The majority rely on Easton v. State
The jury had two reasonable inferences from the circumstantial evidence before it, one of guilt and one of innocence; they chose guilt. The majority of this court have reweighed the evidence and chosen innocence.
The conviction should be affirmed.
Note. — Reported at 354 N.E.2d 338.
. (1975), 166 Ind. App. 666, 337 N.E.2d 573.
. Id. at 574.
. - (1974), 159 Ind. App. 627, 308 N.E.2d 724.
. Id. at 725-26 (citations omitted).
. This is not a case in which there is an absolute dearth of evidence on specific intent — as there was in those cases in which the Indiana Supreme Court found such evidence lacking. See Faulkner v. State (1973), 260 Ind. 82, 292 N.E.2d 594 (broken window, flight, pistol; nothing disturbed or missing); Crawford v. State (1968), 251 Ind. 437, 241 N.E.2d 795 (broken window, hiding; nothing removed or disturbed); Goodloe v. State (1967), 248 Ind. 411, 229 N.E.2d 626 (flight, pry marks in open office; no burglary tools and nothing taken); Easton v. State (1967), 248 Ind. 338, 228 N.E.2d 6.
See also Lisenko v. State (1976), Ind. App., 345 N.E.2d 869 (pry bars, surrender; nothing missing or disturbed; Carter v.
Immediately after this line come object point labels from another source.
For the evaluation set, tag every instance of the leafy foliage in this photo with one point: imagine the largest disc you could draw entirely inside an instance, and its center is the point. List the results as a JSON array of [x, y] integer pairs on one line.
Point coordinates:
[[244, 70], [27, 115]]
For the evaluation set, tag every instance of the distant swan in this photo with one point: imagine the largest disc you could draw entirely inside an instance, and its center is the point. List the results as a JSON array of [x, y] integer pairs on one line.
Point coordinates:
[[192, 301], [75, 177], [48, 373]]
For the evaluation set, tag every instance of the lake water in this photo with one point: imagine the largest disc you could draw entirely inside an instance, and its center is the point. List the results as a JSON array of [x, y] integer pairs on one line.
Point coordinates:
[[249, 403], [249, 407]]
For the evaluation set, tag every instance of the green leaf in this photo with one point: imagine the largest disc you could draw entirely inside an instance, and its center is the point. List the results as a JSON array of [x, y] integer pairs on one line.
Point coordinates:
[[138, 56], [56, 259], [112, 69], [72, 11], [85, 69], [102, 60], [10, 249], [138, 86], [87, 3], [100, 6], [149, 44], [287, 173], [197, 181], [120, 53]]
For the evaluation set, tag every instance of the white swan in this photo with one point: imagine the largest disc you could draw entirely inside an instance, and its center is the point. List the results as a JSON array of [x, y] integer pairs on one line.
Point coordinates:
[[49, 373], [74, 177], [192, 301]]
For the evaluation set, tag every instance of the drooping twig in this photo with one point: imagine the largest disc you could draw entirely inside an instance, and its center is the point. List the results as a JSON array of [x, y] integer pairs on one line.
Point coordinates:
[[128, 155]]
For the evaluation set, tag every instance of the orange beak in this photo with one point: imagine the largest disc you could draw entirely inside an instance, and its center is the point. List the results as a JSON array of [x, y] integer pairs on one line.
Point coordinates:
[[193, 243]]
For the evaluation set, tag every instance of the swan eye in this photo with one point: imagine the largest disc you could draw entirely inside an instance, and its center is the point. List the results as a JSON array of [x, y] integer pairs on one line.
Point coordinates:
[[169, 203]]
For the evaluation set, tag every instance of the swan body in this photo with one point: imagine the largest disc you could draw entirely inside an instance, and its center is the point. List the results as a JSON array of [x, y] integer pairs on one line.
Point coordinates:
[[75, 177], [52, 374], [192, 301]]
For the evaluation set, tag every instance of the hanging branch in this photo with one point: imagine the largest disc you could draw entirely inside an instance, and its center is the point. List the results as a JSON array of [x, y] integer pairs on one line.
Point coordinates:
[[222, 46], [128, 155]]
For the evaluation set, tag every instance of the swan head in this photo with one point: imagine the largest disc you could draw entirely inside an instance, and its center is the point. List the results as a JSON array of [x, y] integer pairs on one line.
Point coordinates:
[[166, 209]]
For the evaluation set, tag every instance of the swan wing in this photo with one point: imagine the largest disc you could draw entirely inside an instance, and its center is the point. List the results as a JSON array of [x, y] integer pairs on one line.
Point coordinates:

State (1976), Ind. App., 345 N.E.2d 847 (pistol, surrender; nothing missing or disturbed, no burglary tools).
. “[W]e must look to the evidence other than that concerning the breaking and entering alone to determine if there was sufficient evidence to show an intent to commit a felony.” Kondrup v. State (1968), 250 Ind. 320, 323, 235 N.E.2d 703, 705 (emphasis in original).
. See Carter v. State (1976), Ind. App., 345 N.E.2d 847, 848 n. 4, in which Judge Staton compiled appellate decisions finding sufficient circumstantial evidence on intent and concluded that they all contained some evidence of “the presence of burglary tools or of missing or disturbed property.”
. Supra note 5.
. Supra note 6 (defendant observed inside store loading a gun earlier in its rack). _ The Indiana Supreme Court used Kondrup to distinguish Easton, pointing out that the defendant in Easton was “sitting and watching television. Upon being discovered he got up and left, taking nothing.” 250 Ind. at 323, 235 N.E.2d at 705.
. (1975), 165 Ind. App. 471, 332 N.E.2d 843 (defendant wheeling refrigerator to which he claimed ownership).